Esa intensidad de los sabores en el primer tercio lamentablemente se tradujo en una sensación de que el cigarro carecía de equilibrio, pero esto afortunadamente se resuelve en el segundo tercio. Los sabores de tierra siguen siendo dominantes, pero son acompañados por nueces en ese liderato y entre los secundarios se encuentran los de crema, especias, sal y pimienta en el centro de la lengua. Esa cualidad masticable de los sabores sigue presente, gracias al humo y al hecho que es un cigarro muy bien construido. Aparecen sabores de mantequilla de maní cuando supero la mitad del cigarro, que es más o menos cuando decidí tratar de quitarle la anilla y cuando la impresionante decidió que no se iba a sostener más sobre el cigarro.

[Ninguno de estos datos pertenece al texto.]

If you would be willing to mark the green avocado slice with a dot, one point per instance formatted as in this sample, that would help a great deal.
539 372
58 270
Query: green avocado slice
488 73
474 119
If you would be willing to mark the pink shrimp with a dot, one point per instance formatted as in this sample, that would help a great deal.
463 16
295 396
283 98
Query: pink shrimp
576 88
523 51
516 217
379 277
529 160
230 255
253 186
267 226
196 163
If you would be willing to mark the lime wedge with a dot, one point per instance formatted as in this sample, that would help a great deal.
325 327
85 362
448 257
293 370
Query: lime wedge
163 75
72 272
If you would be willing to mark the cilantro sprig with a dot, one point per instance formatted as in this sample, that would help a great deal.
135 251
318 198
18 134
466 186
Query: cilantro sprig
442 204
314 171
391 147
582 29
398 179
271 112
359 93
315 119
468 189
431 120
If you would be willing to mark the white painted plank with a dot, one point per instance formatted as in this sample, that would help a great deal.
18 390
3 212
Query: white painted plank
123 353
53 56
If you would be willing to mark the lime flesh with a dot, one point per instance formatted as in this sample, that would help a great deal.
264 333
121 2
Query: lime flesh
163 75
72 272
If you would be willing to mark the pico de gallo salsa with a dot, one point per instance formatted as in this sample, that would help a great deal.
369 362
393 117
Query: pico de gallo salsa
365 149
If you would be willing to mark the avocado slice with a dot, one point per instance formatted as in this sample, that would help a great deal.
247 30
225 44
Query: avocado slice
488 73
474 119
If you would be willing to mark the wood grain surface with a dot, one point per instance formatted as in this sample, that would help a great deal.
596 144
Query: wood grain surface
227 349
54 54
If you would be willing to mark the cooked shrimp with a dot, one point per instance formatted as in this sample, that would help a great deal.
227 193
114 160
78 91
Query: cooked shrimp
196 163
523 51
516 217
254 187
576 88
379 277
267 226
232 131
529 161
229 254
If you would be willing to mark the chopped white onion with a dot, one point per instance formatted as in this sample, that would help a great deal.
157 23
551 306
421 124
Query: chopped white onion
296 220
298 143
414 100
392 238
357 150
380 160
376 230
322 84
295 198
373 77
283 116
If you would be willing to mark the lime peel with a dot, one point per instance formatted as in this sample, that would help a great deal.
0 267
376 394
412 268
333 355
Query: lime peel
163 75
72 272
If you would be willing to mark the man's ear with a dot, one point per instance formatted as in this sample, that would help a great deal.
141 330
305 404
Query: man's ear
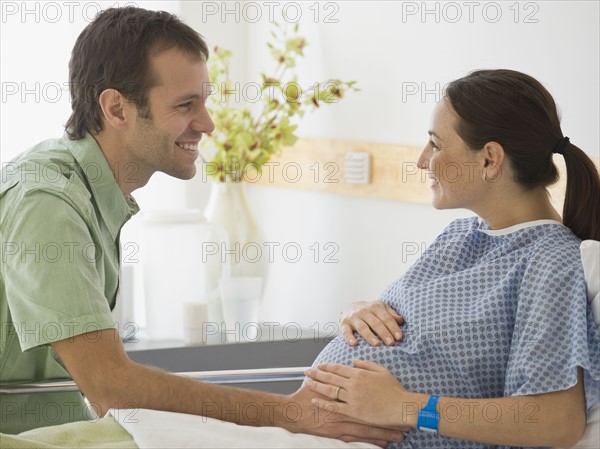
114 108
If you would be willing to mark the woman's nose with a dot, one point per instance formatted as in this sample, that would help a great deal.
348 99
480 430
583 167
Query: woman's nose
423 161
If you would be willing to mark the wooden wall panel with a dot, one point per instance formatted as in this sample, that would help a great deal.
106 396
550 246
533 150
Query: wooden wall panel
318 165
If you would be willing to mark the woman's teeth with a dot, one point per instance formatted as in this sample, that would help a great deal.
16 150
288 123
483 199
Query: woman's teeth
187 146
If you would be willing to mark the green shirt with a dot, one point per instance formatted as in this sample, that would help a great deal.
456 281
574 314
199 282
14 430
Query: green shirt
61 213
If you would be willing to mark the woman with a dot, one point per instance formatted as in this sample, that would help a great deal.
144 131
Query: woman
499 342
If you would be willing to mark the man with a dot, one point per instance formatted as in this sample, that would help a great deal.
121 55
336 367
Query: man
138 84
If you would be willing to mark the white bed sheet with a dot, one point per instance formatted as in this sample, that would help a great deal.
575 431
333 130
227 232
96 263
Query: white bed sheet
152 429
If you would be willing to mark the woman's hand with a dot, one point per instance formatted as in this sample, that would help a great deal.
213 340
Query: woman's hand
369 393
371 319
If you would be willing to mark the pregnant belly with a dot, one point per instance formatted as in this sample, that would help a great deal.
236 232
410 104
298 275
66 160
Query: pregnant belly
425 371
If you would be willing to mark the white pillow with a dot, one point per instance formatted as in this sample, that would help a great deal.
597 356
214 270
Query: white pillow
590 256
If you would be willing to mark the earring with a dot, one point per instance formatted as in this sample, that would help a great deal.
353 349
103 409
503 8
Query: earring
484 175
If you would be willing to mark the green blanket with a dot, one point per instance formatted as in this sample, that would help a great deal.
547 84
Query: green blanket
103 433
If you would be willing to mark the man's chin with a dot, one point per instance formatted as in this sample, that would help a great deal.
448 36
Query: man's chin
183 174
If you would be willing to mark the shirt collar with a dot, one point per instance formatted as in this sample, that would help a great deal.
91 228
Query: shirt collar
114 207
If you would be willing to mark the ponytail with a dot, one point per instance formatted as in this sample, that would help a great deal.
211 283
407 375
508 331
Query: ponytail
517 111
581 211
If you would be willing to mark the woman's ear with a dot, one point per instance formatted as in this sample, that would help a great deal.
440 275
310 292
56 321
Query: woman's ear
493 155
114 108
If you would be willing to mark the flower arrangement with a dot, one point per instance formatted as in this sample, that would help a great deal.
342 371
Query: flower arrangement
245 141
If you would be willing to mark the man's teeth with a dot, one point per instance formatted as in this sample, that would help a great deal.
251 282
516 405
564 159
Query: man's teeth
188 146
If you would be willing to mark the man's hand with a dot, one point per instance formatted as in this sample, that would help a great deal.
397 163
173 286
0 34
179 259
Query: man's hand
371 320
329 423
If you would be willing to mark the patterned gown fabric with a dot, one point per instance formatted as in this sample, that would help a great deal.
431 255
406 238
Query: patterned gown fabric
489 314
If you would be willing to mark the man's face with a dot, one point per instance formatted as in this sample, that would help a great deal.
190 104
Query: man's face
168 141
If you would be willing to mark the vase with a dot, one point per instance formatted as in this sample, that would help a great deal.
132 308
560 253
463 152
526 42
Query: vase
228 207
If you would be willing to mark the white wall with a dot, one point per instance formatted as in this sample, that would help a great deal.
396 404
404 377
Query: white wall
390 50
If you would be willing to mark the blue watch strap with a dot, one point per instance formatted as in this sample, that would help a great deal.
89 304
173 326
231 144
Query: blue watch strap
429 418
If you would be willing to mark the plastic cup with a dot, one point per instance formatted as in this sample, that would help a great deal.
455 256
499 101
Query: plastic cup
195 314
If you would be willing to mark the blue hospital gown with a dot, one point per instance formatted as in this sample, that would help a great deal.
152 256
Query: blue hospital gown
489 314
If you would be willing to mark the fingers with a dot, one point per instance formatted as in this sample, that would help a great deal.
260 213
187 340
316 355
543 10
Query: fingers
386 323
368 365
348 334
374 321
326 383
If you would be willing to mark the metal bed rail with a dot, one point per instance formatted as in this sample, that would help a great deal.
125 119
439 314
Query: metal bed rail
241 376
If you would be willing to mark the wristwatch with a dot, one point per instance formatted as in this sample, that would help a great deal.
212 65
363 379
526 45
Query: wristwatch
429 418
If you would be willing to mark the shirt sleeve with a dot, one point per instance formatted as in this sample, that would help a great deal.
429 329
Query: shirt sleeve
554 330
53 272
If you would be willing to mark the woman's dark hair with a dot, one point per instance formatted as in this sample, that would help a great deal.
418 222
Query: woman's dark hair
113 52
515 110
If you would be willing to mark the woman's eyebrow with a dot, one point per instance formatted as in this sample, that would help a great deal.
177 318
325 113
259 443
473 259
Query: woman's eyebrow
187 97
432 133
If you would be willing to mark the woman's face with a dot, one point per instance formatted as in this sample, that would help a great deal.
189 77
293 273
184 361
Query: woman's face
455 171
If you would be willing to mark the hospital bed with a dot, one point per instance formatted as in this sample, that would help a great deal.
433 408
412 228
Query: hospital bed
203 428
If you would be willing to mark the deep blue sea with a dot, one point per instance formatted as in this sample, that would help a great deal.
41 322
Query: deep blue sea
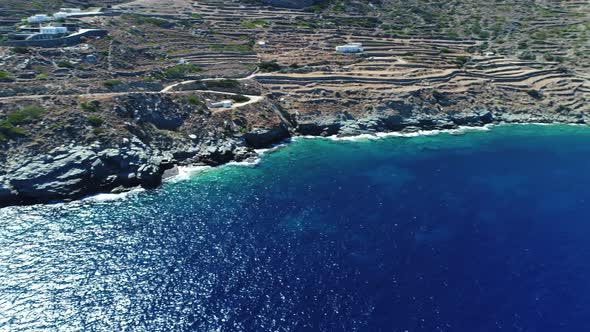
483 231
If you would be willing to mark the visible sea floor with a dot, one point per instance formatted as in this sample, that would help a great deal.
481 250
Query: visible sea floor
484 231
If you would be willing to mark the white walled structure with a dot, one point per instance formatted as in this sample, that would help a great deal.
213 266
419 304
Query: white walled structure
350 48
70 10
220 104
39 18
60 15
53 30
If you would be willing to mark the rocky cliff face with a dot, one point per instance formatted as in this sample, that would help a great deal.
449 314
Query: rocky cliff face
141 156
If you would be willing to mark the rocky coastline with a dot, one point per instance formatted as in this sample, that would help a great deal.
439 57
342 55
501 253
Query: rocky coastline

En el ecuador también aparece un sabor cítrico a cáscara de limón amarillo y una sensación tostada. El retrogusto es de pimienta aromática, tierra, cuero y crema, mientras que la intensidad de los sabores ahora es media-alta y la fortaleza sigue siendo media-alta.

Me sorprende que al momento que cayó la gran columna de ceniza, el Dos77 Corojo comenzó a producir una nueva columna de ceniza, lo que me hace pensar que si la anilla hubiese sido menos problemática, quizá la habría podido mantener. En realidad la anilla salió fácil, pero había un tema de movimiento y posición que no favorecía un mantenimiento fácil. Los sabores de tierra se colocan en un punto más secundario del sabor de nueces en el último tercio, mientras que hay una sensación de galletas de soda saladas en el paladar, o lo que se conocía como Saltinas. La pimienta parece haber desaparecido del retrogusto, sustituida por algo que me recuerda el pan tostado y eso ayuda también a suavizar la sensación más agresiva de otros sabores que existían hasta este tercio. En efecto, el último tercio es de intensidad media-alta en sabor, pero de fortaleza media, aunada a los sabores más cremosos como nueces y pan. La construcción se mantiene perfecta y en realidad marco una hora y 50 minutos de fumada, que en un robusto es más que respetable, incluso si es un robusto extra.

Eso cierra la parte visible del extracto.